The latest UK immigration figures have shown that net migration rose for the first time in two years.
Compiled by the Office for National Statistics (ONS), the data found that net migration rose to 182,000 in the year to June this year, up from the 167,000 recorded in the previous 12 months. However, while net migration was up, UK immigration figures continued on a gradual path of decline, falling to 503,000 in the year to June, compared with 517,000 in the year to June 2012.
The increase in net migration was largely due to the decrease the number of people leaving the UK. Around 320,000 people left the country in the latest period of study, down from 349,000 in the previous year. This leaves emigration at its lowest point since 2001.
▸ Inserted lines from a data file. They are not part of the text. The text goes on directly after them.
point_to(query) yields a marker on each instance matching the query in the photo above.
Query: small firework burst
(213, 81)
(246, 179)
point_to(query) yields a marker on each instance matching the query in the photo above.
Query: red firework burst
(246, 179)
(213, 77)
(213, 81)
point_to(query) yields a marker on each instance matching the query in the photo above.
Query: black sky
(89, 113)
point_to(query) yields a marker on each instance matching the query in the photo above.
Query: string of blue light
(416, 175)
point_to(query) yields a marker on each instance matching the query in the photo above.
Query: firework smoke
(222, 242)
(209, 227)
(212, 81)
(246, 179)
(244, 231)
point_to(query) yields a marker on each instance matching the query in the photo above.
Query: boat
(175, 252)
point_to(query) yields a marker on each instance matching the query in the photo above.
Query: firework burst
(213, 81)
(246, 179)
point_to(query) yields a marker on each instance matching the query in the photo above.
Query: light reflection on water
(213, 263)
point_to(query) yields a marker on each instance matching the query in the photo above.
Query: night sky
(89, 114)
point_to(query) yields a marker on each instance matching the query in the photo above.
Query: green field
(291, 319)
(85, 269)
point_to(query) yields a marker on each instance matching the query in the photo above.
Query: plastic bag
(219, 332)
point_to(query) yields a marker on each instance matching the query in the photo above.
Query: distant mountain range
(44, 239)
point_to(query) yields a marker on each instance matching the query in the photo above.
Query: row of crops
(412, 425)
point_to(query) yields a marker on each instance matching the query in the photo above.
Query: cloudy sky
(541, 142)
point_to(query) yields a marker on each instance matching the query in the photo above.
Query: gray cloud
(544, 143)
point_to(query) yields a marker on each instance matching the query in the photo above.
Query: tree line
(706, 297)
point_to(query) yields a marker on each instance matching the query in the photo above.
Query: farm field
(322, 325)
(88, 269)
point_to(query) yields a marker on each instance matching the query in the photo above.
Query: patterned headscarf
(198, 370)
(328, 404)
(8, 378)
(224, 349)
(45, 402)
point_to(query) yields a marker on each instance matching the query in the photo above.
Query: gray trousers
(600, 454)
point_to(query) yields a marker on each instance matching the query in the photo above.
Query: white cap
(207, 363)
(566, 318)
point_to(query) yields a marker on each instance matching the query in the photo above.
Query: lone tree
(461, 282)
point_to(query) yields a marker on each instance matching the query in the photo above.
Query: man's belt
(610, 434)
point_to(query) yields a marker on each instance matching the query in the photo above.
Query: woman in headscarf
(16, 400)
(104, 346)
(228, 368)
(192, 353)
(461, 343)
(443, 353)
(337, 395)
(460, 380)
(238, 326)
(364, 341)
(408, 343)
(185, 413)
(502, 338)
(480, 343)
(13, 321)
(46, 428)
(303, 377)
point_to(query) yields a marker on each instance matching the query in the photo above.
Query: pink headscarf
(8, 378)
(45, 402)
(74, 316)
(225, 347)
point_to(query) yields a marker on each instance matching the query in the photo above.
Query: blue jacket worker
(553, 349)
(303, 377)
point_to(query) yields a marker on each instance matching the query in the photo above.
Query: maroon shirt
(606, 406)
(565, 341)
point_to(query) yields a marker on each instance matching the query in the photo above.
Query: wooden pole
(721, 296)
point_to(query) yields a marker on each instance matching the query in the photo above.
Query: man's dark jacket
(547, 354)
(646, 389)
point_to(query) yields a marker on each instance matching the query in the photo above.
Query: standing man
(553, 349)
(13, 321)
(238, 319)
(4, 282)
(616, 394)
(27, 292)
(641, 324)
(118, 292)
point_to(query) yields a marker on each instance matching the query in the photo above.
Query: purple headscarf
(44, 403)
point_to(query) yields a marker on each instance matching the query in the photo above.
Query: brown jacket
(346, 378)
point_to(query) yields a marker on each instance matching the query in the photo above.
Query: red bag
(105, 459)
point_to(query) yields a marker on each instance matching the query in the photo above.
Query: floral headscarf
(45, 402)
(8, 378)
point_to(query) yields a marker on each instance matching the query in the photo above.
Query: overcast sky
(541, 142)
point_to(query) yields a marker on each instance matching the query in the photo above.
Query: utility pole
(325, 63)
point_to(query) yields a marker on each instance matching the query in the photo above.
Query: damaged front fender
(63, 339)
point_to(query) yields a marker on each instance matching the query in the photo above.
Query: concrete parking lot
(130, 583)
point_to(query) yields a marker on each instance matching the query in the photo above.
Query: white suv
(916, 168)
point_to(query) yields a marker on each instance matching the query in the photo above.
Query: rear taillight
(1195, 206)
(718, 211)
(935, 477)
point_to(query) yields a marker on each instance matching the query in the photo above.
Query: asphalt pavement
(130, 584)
Prime minister David Cameron has issued a staunch plan to reduce net migration to the “tens of thousands” by the end of the currently Parliament; a plan that will be hampered by this latest increase in net migration figures.
The University of Oxford's Migration Observatory said that the ONS data make Cameron's target look “increasingly difficult” to achieve. However, the official spokesman for the prime minister told the BBC that reducing the net migration still “absolutely remains” Cameron's objective.
Home secretary Theresa May suggested that the increase in net migration the pull factors that continue to “draw people to Britain". She added that while there is a massive disparity between earnings across the EU member states, an “overwhelming incentive” will remain in place for people to move from poorer to richer countries.